Last Updated on 20 Ağustos 2019 by Turizm Günlüğü
Deneyimli turizmci Deniz Emin Tüfekçi, yaklaşan TÜRSAB Seçimleri öncesinde bir biz yazı kaleme aldı. Tüfekçi, seçim öncesinde adayların ve seçmenlerin nasıl bir strateji izlemeleri gerektiğine dikkat çekti.
İşte Deniz Tüfekçi’nin “Aday olmak…” başlıklı yazısı…
1979 yılından bu yana TÜRSAB kongrelerini takip eden birisi olarak her seçimde adaylığını koyan meslektaşlarımın önceleri çeşitli platformlarda neleri eleştirdiklerini; neleri değiştirmek istediklerini tane tane net olarak anlattıklarını biliyorum.
2000 yılından sonra birkaç meslektaşım dışında (İskender Çayla, Serhat Uslan gibi) neden aday olacaklarını seçim öncesinde anlatana pek rastlamadım.
Şimdi itiraz gelebilir, ben anlattım diyerek.
Kastettiğim şudur:
İki yıl içinde mesleğimizi ilgilendiren her hangi bir konuda 6 ayda aday olmayı düşünen arkadaşımızın fikrini okuyabildik mi turizm ile ilgili medyada?

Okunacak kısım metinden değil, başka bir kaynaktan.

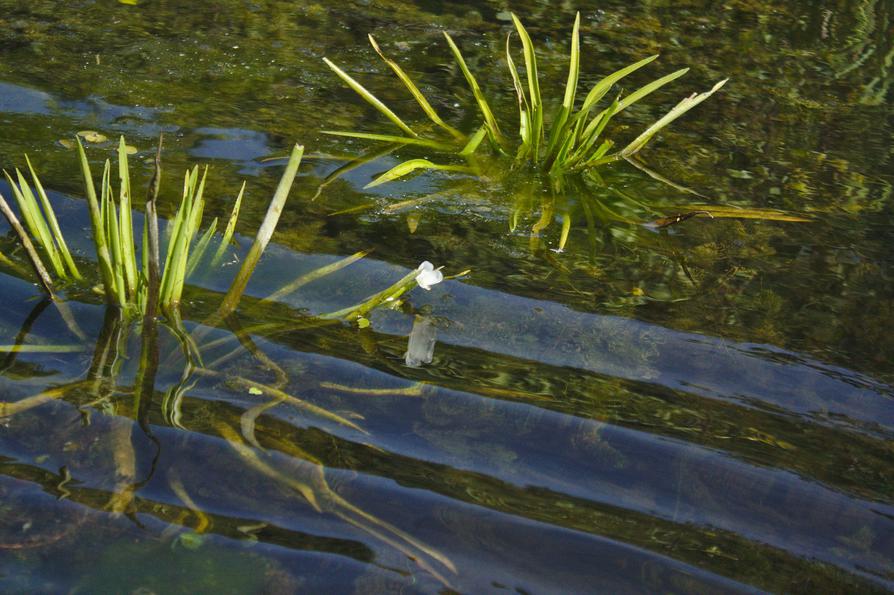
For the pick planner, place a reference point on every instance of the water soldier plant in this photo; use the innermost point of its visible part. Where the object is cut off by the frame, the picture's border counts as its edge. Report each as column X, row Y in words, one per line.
column 575, row 139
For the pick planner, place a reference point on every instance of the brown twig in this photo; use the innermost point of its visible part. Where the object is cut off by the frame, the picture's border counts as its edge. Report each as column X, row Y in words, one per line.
column 33, row 257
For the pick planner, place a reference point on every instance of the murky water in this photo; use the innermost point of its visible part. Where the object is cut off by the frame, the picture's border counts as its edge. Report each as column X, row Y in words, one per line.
column 707, row 407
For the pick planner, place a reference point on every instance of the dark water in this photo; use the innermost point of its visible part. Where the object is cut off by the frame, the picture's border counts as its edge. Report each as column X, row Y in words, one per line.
column 705, row 408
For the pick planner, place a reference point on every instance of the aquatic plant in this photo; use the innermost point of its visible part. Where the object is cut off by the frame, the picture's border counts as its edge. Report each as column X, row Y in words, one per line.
column 575, row 140
column 130, row 282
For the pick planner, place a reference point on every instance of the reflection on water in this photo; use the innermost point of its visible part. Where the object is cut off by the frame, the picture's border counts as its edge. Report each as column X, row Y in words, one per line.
column 601, row 405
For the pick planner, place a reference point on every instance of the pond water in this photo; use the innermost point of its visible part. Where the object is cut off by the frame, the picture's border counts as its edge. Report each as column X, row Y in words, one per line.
column 599, row 405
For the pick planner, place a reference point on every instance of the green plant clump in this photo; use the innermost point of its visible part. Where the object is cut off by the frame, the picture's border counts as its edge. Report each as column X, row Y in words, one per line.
column 575, row 141
column 125, row 282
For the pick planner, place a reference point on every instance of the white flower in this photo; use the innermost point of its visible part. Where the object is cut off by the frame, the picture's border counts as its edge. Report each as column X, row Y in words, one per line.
column 428, row 275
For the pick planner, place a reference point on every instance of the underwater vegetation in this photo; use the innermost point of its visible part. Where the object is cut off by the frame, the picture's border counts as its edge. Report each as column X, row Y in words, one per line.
column 572, row 141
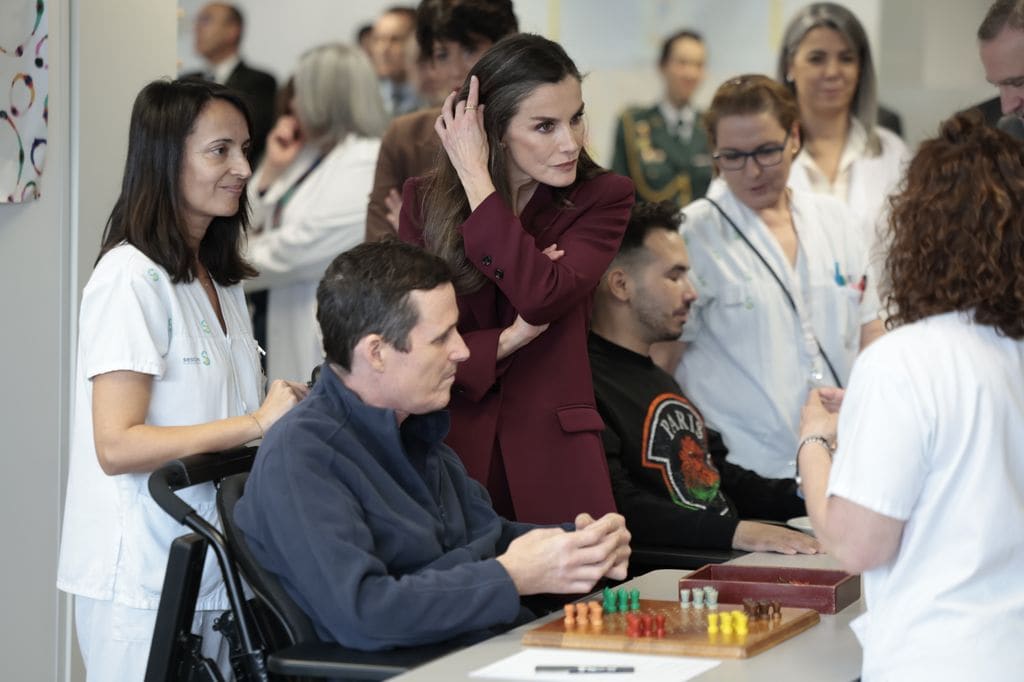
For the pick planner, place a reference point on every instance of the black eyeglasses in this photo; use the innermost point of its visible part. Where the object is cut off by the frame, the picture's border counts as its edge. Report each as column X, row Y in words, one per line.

Hangi konuda üç beş satır yazıp, o öyle değil böyle olmalı; ya da şunlar yapılmadı; şunlar yapılmalıydı ya da öyle değil böyle yapılmalıydı… türünden bizi aydınlatıcı yazısını okuduğumuz bir aday var mı?
Her hangi bir tartışmada fikrini söyleyen var mı adaylar arasında?
Mesleği ile ne kadar ilgili bu arkadaşlarımız? Politikacıları uyaran, işin doğrusu o değil; bu diyebilen var mı?
Genel yuvarlak laflar etmekten öteye gitmeyen, o iki yılda suya sabuna dokunmadan köşede pusuda bekleyen arkadaşlarımız seçime bir ay kala yazdıkları -kimin yazdığı meçhul-bildirileri ile dolaşırken inanın hiç de inandırıcı olmuyorlar benim gözümde.
Hayatın içinde değilsen, seçilsen bile kalıcı olamıyorsun.
Hele hele hiç yanlışlara bakıp uyarıp müdahil olmuyorsan; “Boş ver arkadaşım bize hiç zaman kaybettirme” demek geliyor içimden.
Futbol takımı taraftarlığı havasıyla kendine yakın bulduğu adaya oy veren meslektaşlarıma: “Kim bizim için ne düşünüyor? Bunları yıllar boyunca hiç gündeme getirmiş, önümüze koymuş mu?” diye sormalarını bekliyorum.
40 yıldır nelerin yapılıp nelerin yapılmadığını görerek; yaşayan bir meslektaşınız olarak içinde bulunduğumuz durumun sorumlusu olarak önce kendimizi görüp, ben de adayım diyen arkadaşlarımıza, “Gel bakalım bizim için ne düşündüğünü kaç kere yazdın, kaç yerde açıkladın” dememiz lazım.
Yoksa değişen bir şeyin olmadığını kısa süre sonra görüp; bu da gitsin, yenisi gelsin demek durumunda kalırız.